March delivery contracts were exchanging hands for $4.39 a pound ($9,658 a tonne) on the Comex market in New York, up 0.9% compared to Thursday’s closing.

The most-traded February copper contract on the Shanghai Futures Exchange was down 0.5% at 69,560 yuan ($10,910.69) a tonne.

Click here for an interactive chart of copper prices.

“Market sentiment improved a little bit after participants digested the hawkish US Federal Reserve’s minutes of December policy meeting,” a Singapore-based trader said.

“Concerns over tight supply, already affected by covid-19-related controls, were exacerbated by the unrest in Kazakhstan,” he added.

The Fed, at its December meeting, began plans to start cutting the amount of bonds it is holding, with members saying that a reduction in the balance sheet likely will start sometime after the central bank begins raising interest rates.

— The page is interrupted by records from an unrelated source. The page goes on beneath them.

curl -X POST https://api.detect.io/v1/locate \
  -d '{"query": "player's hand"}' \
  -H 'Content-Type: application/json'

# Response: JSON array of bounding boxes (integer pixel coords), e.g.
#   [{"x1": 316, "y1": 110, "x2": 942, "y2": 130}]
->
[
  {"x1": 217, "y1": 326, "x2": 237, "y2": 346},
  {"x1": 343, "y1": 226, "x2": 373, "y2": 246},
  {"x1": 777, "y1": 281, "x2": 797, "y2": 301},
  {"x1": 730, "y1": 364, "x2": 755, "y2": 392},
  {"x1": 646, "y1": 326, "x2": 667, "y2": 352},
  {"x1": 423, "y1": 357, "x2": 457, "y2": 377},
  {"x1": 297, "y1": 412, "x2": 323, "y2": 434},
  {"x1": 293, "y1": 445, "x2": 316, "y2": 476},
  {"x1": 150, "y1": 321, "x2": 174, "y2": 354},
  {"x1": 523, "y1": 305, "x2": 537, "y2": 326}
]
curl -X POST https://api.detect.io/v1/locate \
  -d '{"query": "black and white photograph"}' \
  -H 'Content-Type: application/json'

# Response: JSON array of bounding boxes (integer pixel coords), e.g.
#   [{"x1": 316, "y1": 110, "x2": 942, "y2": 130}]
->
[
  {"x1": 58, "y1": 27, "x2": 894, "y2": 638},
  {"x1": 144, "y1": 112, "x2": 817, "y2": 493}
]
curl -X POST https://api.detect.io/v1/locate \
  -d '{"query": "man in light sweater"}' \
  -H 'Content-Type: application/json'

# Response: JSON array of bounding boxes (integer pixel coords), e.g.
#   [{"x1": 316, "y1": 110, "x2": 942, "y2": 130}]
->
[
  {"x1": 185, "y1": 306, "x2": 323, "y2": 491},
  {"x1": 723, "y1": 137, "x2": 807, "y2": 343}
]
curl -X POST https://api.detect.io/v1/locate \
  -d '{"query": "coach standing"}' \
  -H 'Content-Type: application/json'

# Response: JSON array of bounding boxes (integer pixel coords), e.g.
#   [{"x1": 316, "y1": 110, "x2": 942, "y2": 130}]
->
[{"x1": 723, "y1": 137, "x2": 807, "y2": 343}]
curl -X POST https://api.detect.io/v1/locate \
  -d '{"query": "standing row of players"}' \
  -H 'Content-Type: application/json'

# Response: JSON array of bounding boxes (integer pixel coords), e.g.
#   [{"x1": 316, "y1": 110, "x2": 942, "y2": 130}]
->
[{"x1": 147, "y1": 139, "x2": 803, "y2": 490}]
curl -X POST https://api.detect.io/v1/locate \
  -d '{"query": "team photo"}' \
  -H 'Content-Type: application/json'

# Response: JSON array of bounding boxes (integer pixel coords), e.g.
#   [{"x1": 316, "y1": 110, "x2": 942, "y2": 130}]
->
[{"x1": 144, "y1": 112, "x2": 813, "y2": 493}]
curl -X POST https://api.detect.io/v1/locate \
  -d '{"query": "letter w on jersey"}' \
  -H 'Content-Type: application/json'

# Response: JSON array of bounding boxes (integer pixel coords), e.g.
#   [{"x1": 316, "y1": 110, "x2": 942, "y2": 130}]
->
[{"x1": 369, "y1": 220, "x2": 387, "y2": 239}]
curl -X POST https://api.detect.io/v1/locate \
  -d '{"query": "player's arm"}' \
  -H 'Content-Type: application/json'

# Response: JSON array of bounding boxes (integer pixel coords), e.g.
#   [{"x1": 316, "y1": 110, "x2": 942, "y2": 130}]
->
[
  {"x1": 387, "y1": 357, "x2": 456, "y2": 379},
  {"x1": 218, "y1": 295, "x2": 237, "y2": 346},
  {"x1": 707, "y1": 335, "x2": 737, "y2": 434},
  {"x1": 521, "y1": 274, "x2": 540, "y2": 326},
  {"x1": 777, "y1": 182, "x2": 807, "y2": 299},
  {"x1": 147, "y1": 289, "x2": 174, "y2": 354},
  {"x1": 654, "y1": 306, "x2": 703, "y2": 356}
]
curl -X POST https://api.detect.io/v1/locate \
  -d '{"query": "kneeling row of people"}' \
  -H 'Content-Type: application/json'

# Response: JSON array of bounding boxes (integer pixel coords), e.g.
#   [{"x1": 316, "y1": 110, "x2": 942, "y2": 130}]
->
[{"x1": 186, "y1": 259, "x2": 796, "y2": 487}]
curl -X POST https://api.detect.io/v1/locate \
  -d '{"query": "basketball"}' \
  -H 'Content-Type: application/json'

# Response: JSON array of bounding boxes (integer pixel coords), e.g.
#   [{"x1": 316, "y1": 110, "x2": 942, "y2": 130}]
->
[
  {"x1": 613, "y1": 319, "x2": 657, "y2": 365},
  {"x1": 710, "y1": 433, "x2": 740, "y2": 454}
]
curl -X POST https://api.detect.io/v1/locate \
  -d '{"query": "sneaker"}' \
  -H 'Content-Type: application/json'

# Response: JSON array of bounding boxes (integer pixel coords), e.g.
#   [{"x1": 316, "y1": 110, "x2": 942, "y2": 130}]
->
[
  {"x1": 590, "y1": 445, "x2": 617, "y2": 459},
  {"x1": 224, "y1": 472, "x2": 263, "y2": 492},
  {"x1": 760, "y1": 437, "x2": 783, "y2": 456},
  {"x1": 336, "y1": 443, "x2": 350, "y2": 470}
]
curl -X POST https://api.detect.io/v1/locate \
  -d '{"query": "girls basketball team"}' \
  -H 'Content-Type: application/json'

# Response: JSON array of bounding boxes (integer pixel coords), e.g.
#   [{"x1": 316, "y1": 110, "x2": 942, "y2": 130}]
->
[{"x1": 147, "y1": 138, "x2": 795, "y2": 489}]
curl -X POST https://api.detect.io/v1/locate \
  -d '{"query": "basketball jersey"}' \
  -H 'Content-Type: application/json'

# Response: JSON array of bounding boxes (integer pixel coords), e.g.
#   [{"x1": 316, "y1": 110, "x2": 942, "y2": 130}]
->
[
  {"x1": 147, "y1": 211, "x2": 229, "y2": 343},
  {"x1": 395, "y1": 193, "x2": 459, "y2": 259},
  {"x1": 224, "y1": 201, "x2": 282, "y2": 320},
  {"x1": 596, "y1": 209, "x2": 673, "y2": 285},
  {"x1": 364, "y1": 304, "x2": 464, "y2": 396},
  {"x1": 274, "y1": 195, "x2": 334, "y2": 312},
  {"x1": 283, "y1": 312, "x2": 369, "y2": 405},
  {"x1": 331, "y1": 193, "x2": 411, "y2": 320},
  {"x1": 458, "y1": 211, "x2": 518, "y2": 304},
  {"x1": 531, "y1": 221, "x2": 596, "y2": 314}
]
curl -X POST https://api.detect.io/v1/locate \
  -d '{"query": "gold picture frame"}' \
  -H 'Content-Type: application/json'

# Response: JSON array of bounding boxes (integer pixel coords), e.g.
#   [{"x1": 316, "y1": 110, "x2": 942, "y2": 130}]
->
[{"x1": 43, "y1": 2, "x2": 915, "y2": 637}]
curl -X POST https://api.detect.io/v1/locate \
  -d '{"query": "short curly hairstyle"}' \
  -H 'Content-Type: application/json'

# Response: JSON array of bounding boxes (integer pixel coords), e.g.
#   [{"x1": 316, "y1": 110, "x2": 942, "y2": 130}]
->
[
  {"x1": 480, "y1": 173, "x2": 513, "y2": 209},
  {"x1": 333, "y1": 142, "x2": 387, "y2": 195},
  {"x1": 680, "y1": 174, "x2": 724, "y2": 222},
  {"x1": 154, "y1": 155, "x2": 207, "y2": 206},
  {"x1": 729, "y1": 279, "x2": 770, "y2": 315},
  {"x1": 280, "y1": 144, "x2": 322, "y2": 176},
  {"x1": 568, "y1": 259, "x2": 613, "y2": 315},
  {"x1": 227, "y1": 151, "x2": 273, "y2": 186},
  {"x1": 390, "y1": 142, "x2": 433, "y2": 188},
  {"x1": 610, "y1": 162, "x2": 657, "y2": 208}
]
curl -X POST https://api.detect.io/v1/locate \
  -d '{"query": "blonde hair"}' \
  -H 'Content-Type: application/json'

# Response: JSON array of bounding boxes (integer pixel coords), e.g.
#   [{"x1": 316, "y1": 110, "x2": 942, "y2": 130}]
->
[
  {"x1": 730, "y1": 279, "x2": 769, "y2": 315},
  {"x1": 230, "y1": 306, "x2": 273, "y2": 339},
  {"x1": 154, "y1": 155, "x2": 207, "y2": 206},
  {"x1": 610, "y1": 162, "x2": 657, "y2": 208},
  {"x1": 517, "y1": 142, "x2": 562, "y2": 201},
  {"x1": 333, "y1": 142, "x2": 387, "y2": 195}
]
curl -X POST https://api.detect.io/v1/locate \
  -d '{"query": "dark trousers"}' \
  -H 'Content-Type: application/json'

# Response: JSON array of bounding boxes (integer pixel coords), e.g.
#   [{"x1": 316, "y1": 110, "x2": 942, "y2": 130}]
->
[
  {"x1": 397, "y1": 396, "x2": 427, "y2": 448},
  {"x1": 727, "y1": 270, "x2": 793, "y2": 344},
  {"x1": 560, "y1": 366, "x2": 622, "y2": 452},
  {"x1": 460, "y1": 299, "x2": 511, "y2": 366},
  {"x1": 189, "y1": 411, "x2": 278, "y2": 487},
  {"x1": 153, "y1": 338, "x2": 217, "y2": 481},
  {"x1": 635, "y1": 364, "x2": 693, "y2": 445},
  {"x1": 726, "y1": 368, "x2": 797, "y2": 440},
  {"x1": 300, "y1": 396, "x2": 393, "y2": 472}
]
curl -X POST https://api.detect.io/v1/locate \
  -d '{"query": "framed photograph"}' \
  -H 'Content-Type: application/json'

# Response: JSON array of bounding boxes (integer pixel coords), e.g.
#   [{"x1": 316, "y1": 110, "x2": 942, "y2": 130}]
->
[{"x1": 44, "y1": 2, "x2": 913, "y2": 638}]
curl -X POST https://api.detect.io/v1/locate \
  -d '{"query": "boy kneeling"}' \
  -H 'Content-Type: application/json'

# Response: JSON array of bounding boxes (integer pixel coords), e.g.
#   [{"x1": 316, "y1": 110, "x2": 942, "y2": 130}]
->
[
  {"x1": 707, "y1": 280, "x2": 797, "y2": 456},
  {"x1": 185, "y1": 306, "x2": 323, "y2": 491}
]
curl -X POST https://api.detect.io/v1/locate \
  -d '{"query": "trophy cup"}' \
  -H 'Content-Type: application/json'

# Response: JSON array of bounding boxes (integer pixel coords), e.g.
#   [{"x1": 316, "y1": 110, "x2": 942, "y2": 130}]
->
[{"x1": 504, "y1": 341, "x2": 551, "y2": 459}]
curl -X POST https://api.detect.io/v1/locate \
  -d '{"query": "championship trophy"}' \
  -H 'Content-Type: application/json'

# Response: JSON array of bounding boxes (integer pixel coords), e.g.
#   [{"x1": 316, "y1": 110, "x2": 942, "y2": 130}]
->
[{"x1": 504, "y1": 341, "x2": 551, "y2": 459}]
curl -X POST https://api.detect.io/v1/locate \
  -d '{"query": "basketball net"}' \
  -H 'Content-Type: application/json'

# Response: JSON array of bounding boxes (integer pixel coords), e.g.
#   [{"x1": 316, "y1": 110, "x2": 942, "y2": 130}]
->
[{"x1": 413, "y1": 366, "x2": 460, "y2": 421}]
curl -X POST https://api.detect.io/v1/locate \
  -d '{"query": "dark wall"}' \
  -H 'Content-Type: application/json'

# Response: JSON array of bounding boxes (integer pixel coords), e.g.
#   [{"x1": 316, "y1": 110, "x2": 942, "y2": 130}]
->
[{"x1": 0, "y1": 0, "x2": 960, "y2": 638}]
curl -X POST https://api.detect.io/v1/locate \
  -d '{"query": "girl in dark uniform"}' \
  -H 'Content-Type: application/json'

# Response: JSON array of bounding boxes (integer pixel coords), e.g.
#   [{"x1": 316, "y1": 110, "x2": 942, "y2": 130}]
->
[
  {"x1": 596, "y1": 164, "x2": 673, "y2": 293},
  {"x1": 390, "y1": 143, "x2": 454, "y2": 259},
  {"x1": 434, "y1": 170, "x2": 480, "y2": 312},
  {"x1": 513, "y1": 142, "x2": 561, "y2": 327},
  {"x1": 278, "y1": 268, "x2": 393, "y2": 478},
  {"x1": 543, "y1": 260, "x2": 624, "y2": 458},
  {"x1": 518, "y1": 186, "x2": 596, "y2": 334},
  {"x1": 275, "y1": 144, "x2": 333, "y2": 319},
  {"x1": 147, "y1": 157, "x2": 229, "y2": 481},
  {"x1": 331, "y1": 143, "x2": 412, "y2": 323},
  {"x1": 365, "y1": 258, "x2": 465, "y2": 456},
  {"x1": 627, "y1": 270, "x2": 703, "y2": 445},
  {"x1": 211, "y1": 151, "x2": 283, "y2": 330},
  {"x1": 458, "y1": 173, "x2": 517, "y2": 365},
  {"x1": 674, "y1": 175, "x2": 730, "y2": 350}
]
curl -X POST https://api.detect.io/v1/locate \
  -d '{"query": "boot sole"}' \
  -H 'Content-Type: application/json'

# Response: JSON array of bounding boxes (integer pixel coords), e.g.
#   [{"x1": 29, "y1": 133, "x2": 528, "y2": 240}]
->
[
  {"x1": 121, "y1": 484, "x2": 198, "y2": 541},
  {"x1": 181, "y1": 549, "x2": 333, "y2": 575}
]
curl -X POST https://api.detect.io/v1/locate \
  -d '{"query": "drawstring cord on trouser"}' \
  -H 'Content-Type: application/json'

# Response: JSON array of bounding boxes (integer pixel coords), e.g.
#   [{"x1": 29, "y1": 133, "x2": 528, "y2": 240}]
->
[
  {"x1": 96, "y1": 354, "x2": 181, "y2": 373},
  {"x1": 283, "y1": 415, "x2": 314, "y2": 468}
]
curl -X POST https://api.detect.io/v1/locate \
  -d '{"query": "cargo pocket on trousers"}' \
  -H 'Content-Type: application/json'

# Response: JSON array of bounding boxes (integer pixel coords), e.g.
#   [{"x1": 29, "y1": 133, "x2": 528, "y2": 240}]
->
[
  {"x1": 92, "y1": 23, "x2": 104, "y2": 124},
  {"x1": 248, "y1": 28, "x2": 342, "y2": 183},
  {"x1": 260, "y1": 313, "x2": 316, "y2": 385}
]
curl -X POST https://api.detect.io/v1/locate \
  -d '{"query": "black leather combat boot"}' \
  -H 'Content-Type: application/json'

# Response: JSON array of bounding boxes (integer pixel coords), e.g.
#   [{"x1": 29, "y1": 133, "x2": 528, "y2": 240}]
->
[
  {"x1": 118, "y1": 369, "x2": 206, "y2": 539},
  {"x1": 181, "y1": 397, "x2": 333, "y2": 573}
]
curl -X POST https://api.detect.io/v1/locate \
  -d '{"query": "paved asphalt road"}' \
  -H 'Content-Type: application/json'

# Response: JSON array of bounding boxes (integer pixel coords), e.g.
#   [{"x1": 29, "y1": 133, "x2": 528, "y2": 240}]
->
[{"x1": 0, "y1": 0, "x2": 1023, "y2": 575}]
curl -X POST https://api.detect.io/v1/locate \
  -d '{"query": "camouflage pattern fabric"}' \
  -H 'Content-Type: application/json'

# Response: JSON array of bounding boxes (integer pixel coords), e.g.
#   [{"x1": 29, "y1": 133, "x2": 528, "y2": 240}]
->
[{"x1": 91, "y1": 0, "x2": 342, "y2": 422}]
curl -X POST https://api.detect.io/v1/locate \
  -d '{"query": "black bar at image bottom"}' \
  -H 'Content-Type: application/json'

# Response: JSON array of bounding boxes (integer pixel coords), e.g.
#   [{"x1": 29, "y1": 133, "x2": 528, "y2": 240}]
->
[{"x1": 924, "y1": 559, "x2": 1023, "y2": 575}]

Goldman Sachs Group said it is “extremely bullish” on commodities, amid a supercycle that has the potential to last for a decade, according to Jeff Currie, the bank’s global head of commodities research.

“The new year has started against a backdrop that includes record dislocations in energy, metals and agriculture, and significant amounts of money in the system,” Currie said in a Bloomberg Television interview.

“In addition, investment positions in commodities are low,”

“The best place to be right now, particularly given the Fed pivot, are commodities,” Currie said.

“We think you’re going to see another year of out-performance of commodities and real assets more broadly.”

On-warrant copper stocks in LME-registered warehouses were last at 80,525 tonnes, up from a historic low of 14,150 tonnes in October but far below peaks seen in August.